Gli smart toys sono il futuro dello spionaggio domestico
L’azienda produttrice di orsacchiotti parlanti Spiral Toys ha lasciato esposti circa 2 milioni di registrazioni vocali dei propri clienti e più di 800.000 dati sensibili. Ma è solo la punta dell’iceberg.
L’azienda produttrice di orsacchiotti parlanti Spiral Toys ha lasciato esposti circa 2 milioni di registrazioni vocali dei propri clienti e più di 800.000 dati sensibili. Ma è solo la punta dell’iceberg.
Sono lontani i tempi in cui un tenero peluche poteva bastare per saziare il desiderio di intrattenimento di un bambino. Oggi le nuove frontiere dei balocchi sono gli smart toy: branca ludica dell’informatica interattiva e delle intelligenze artificiali, costituita da giocattoli in grado di interagire verbalmente con i loro giovani utenti. Se pensate che si tratti di una moda marginale, vi sbagliate.
Nel 2015 una ricerca dell’istituto Juniper Research ha calcolato che il ritorno economico del settore avrebbe raggiunto i 3 miliardi di dollari entro la fine dell’anno, individuando come principale fonte di guadagno la vendita di smart toys collegati ad app o console. Le previsioni si sono spinte ad affermare che per il 2020 le entrate saranno pari a 9 miliardi di dollari. A frenare l’entusiasmo di investitori e capitani di industria sono solo le problematiche legate a privacy e hacking.
È di oggi la notizia che l’azienda produttrice di orsacchiotti parlanti Spiral Toys ha lasciato esposti circa 2 milioni di registrazioni vocali dei propri clienti e più di 800,000 dati tra mail e password. Non solo, la società — attraverso un servizio supportato da Amazon — conservava nei propri database immagini profilo, nomi dei bambini e i legami famigliari dei clienti. La falla nel sistema informatico della Spiral Toys è stata resa pubblica dal sito Have I Been Pwned?, che ha poi sottolineato come alcuni utenti avessero già provato a far presente ai responsabili la potenziale breccia, senza però ottenere risultati.
https://www.youtube.com/watch?time_continue=50&v=EcxNHgYUz6s
Il leak dei CloudPets è solo l’ultimo di un lungo elenco di casi legali che hanno innescato dibattiti sull’internet delle cose. E se pensate che il problema sia relegato solo agli Stati Uniti, patria delle innovazioni tecnologiche, vi sbagliate di nuovo.
Qualche settimana fa l’Agenzia Federale tedesca ha imposto il ritiro dal mercato della bambola Cayla poiché classificata come mezzo di spionaggio, la cui vendita – come potrete bene immaginare – è vietata dalle leggi della Germania. Il giocattolo in questione, attraverso un microfono incorporato, poneva domande personali ai suoi fruitori (nella maggior parte dei casi bambini) le cui risposte venivano poi salvate e inviate ad una compagnia terza in grado di sfruttare il data-mining per scopi commerciali. Il governo tedesco ha caldamente invitato chiunque fosse ancora in possesso del giocattolo di distruggerlo.

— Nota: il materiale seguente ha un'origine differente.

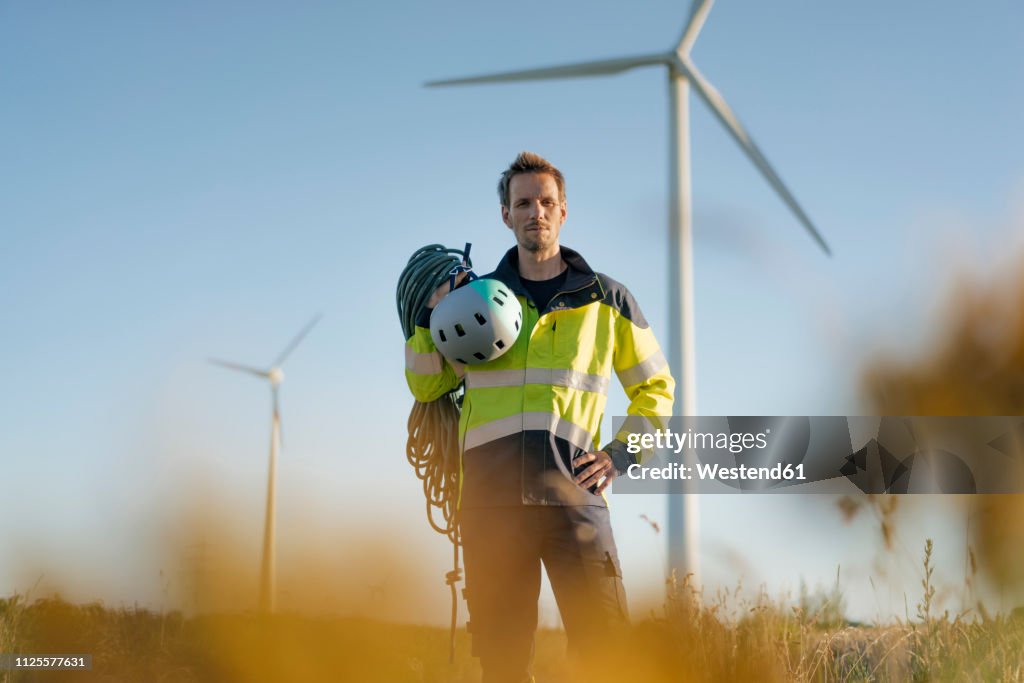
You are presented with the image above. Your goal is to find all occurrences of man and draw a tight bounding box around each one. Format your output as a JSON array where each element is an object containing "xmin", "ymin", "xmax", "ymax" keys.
[{"xmin": 406, "ymin": 152, "xmax": 675, "ymax": 683}]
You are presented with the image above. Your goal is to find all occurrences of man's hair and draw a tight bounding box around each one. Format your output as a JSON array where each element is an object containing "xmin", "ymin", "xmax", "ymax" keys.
[{"xmin": 498, "ymin": 152, "xmax": 565, "ymax": 209}]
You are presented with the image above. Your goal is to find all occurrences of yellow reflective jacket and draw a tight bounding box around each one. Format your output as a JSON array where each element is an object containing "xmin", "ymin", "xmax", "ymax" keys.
[{"xmin": 406, "ymin": 247, "xmax": 675, "ymax": 507}]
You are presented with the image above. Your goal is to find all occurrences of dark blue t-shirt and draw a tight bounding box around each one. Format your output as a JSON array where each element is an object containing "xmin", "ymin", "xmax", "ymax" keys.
[{"xmin": 519, "ymin": 268, "xmax": 569, "ymax": 310}]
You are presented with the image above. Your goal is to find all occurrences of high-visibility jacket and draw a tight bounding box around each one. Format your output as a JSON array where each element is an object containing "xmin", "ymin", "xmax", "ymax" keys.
[{"xmin": 406, "ymin": 247, "xmax": 675, "ymax": 507}]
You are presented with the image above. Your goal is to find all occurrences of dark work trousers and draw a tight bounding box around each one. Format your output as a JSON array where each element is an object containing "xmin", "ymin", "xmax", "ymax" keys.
[{"xmin": 462, "ymin": 505, "xmax": 629, "ymax": 683}]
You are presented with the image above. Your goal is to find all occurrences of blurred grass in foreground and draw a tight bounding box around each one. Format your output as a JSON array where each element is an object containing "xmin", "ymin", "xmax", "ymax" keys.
[{"xmin": 0, "ymin": 542, "xmax": 1024, "ymax": 683}]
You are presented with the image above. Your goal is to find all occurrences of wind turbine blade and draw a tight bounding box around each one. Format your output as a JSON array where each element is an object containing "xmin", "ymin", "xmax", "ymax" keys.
[
  {"xmin": 424, "ymin": 53, "xmax": 672, "ymax": 88},
  {"xmin": 209, "ymin": 358, "xmax": 270, "ymax": 379},
  {"xmin": 273, "ymin": 313, "xmax": 324, "ymax": 368},
  {"xmin": 676, "ymin": 0, "xmax": 715, "ymax": 56},
  {"xmin": 676, "ymin": 58, "xmax": 831, "ymax": 256}
]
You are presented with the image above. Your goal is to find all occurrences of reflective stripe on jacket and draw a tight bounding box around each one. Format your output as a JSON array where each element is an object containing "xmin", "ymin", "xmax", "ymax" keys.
[{"xmin": 406, "ymin": 247, "xmax": 675, "ymax": 507}]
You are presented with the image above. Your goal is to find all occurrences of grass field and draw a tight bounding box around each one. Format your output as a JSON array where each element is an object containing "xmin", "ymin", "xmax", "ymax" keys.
[{"xmin": 0, "ymin": 542, "xmax": 1024, "ymax": 683}]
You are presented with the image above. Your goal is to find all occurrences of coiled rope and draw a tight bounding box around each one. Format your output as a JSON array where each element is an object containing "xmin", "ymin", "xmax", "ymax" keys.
[{"xmin": 395, "ymin": 244, "xmax": 473, "ymax": 664}]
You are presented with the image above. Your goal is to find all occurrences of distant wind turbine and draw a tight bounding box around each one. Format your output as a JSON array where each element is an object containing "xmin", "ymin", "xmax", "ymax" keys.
[
  {"xmin": 425, "ymin": 0, "xmax": 831, "ymax": 583},
  {"xmin": 210, "ymin": 314, "xmax": 321, "ymax": 613}
]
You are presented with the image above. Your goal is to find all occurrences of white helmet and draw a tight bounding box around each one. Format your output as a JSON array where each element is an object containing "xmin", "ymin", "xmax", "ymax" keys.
[{"xmin": 430, "ymin": 278, "xmax": 522, "ymax": 366}]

Non sempre questi oggetti vengono creati con l’intenzionale scopo di accumulare dati sui propri consumatori: spesso le idee alla base nascono come progetti educativi. Per esempio, Dino è un dinosauro di plastica che attraverso connessione Wi-fi può intrattenere conversazioni con un bambino o un adulto — il progetto ha vinto il 2014 Watson Mobile Developer Challenge e secondo il cofondatore del giocattolo JP Benini l’intenzione era quella di creare “uno smart toy che potesse crescere e imparare insieme ad un bambino.” Per fare tutto questo però Dino è comunque dotato di microfono e altoparlante, ed è in grado di registrare le conversazioni che intrattiene con la sua controparte. La società di Benini ha affermato che i dati conservati sono solo quelli utili al genitore, come ad esempio il colore preferito.
Per quanto ben intenzionati, i progetti pedagogici nel settore degli smart toys rimangono avvolti da un’aura quantomeno inquietante. Il sottinteso concetto per cui l’indifferenza dei genitori nel crescere i propri figli renderà questo tipo di prodotti sempre più necessario nella famiglia media è una riflessione da non sottovalutare. Per dirla con le parole di Renate Samson, direttrice esecutiva del progetto a supporto della privacy Big Brother Watch, “Siamo abituati alla tecnologia come fonte di comodità nelle nostre vite a discapito della privacy, ma permettere a un bambino di essere accudito e cresciuto da un Wi-fi collegato ad dinosauro parlante è sicuramente un passo nella direzione sbagliata.”